Sync data for a user persona analysis case based on the new DataStudio and MaxCompute computing resources - DataWorks

This tutorial uses two data sources as an example: the ods_user_info_d table in MySQL, which contains basic user information, and the user_log.txt file in OSS, which contains website access log data. You will use a Data Integration batch sync task to synchronize data from these sources to the ods_user_info_d and ods_raw_log_d tables in MaxCompute. This tutorial describes how to use DataWorks Data Integration to synchronize data between heterogeneous data sources for a data warehouse.

Prerequisites

Ensure that you have prepared the required operating environment. For more information, see Prepare the environment.

1. Create data sources

To ensure that data can be processed in subsequent steps, you must add the following data sources to your DataWorks workspace to retrieve the raw data.

MySQL data source: This tutorial uses a data source named user_behavior_analysis_mysql to retrieve basic user information (ods_user_info_d) from MySQL.
HttpFile data source: In this tutorial, the data source is named user_behavior_analysis_httpfile and is used to retrieve user website access logs (user_log.txt) stored in OSS.

Note

If you have already created MySQL and HttpFile data sources for other user persona analysis tutorials, you can skip this step.

Create a MySQL data source (user_behavior_analysis_mysql)

The basic user information for this tutorial is stored in a MySQL database. You must create a MySQL data source to synchronize the user information (ods_user_info_d) from the database to MaxCompute.

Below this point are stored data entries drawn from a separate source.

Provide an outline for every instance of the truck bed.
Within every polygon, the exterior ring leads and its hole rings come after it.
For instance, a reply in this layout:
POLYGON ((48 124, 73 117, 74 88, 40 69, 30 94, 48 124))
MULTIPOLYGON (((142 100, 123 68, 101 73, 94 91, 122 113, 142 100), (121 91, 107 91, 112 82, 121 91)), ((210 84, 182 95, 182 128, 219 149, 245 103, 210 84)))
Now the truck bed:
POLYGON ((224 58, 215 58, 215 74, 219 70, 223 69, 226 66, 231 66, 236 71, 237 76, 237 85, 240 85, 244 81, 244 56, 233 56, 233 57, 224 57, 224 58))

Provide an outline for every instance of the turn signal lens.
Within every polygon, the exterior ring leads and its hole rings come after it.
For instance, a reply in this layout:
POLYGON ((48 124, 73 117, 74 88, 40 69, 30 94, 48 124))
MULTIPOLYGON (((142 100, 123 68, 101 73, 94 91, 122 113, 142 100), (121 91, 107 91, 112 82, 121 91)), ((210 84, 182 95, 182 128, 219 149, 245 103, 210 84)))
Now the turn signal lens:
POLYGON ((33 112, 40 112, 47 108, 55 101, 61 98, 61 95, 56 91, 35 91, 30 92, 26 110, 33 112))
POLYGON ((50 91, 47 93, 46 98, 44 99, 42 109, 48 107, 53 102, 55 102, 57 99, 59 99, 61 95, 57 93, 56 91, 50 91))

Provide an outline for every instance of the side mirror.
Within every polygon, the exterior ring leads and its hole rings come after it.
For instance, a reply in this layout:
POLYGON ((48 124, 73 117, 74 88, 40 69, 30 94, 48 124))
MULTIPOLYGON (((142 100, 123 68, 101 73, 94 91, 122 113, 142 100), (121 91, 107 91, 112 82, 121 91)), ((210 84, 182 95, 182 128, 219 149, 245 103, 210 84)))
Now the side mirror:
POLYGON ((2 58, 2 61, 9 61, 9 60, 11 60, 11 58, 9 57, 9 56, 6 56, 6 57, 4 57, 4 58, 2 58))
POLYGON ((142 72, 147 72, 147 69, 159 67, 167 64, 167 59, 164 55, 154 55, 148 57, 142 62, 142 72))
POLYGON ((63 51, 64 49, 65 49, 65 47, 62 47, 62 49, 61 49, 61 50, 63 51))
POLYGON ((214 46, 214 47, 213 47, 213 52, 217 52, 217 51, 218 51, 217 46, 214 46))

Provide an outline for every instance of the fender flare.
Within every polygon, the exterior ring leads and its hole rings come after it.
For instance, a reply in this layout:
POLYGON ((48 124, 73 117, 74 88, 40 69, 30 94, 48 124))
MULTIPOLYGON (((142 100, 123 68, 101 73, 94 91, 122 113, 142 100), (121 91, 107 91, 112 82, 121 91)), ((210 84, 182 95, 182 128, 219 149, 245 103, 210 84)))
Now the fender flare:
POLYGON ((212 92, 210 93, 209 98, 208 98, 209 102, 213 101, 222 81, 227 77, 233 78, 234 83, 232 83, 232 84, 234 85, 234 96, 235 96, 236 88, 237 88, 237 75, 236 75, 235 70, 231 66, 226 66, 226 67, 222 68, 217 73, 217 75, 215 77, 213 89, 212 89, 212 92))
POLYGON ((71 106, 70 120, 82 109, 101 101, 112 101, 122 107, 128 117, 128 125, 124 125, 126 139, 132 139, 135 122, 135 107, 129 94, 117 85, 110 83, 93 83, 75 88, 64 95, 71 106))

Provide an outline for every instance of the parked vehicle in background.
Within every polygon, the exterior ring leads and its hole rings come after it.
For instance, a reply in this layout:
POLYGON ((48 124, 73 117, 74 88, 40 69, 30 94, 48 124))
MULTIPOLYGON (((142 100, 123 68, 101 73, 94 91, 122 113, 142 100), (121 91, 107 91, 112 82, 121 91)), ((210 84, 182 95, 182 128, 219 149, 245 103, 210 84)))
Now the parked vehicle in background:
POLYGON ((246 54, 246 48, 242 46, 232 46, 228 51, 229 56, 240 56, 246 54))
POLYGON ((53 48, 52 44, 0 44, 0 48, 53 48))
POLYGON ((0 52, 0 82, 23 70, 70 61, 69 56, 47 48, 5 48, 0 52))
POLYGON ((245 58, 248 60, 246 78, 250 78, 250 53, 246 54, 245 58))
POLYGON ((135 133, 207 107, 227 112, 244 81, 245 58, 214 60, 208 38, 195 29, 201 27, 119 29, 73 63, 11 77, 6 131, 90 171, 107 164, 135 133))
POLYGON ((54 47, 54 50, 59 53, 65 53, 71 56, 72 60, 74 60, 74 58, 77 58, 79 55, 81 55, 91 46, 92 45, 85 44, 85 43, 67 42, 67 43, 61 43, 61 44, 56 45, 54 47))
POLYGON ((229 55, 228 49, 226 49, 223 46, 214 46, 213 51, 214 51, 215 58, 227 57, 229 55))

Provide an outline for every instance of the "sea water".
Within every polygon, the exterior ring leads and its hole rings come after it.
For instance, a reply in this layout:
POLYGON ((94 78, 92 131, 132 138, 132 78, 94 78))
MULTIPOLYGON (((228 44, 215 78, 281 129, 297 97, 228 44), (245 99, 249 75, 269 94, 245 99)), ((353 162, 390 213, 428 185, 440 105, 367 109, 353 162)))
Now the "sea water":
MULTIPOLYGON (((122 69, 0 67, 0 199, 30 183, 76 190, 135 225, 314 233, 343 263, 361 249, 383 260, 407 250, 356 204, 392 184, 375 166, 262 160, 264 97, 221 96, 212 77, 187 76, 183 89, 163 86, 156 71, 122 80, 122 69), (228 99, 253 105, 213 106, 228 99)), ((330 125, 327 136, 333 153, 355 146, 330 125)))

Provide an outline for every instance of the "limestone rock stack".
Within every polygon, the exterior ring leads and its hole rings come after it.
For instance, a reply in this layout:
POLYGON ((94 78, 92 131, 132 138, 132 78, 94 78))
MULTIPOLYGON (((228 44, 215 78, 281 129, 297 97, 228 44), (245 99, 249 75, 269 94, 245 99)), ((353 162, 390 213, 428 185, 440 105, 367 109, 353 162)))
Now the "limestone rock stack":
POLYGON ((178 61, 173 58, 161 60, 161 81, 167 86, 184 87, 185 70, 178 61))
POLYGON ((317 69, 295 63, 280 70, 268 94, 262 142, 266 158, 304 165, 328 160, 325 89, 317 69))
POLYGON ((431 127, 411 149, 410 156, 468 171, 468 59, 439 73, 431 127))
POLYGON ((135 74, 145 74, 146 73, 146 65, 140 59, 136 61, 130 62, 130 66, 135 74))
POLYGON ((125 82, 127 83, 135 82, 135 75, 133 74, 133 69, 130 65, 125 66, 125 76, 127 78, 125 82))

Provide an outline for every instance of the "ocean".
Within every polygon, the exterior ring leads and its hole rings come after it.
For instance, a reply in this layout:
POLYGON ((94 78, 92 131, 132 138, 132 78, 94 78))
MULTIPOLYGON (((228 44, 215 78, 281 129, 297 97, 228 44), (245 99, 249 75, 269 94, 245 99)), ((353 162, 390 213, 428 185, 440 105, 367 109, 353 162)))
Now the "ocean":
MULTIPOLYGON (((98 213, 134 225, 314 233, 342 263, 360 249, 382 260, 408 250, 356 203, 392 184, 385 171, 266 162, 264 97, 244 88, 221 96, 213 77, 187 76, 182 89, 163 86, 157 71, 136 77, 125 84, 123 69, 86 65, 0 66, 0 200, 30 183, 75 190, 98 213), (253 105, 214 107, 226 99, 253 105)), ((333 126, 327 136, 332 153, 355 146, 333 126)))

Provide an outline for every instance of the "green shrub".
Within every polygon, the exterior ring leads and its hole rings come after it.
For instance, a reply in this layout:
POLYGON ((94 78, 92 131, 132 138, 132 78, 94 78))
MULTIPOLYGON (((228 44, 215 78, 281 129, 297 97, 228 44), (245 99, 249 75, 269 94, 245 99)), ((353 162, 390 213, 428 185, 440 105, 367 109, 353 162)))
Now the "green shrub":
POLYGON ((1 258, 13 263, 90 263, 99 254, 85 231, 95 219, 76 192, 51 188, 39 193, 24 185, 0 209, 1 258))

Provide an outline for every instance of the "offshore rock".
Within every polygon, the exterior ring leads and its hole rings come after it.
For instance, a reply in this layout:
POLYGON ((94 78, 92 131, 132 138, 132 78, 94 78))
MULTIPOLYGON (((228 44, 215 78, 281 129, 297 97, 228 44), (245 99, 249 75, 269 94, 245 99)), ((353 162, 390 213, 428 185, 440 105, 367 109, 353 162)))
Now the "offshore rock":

Go to the Data Source page.
1. Log on to the DataWorks console. In the top navigation bar, select the desired region. In the left-side navigation pane, choose More > Management Center. On the page that appears, select the desired workspace from the drop-down list and click Go to Management Center.
2. In the navigation pane on the left, click Data Sources to go to the Data Sources page.
Click Add Data Source. Search for and select MySQL as the data source type.

On the Add MySQL Data Source page, configure the parameters. For this tutorial, use the same example values for both the development and production environments.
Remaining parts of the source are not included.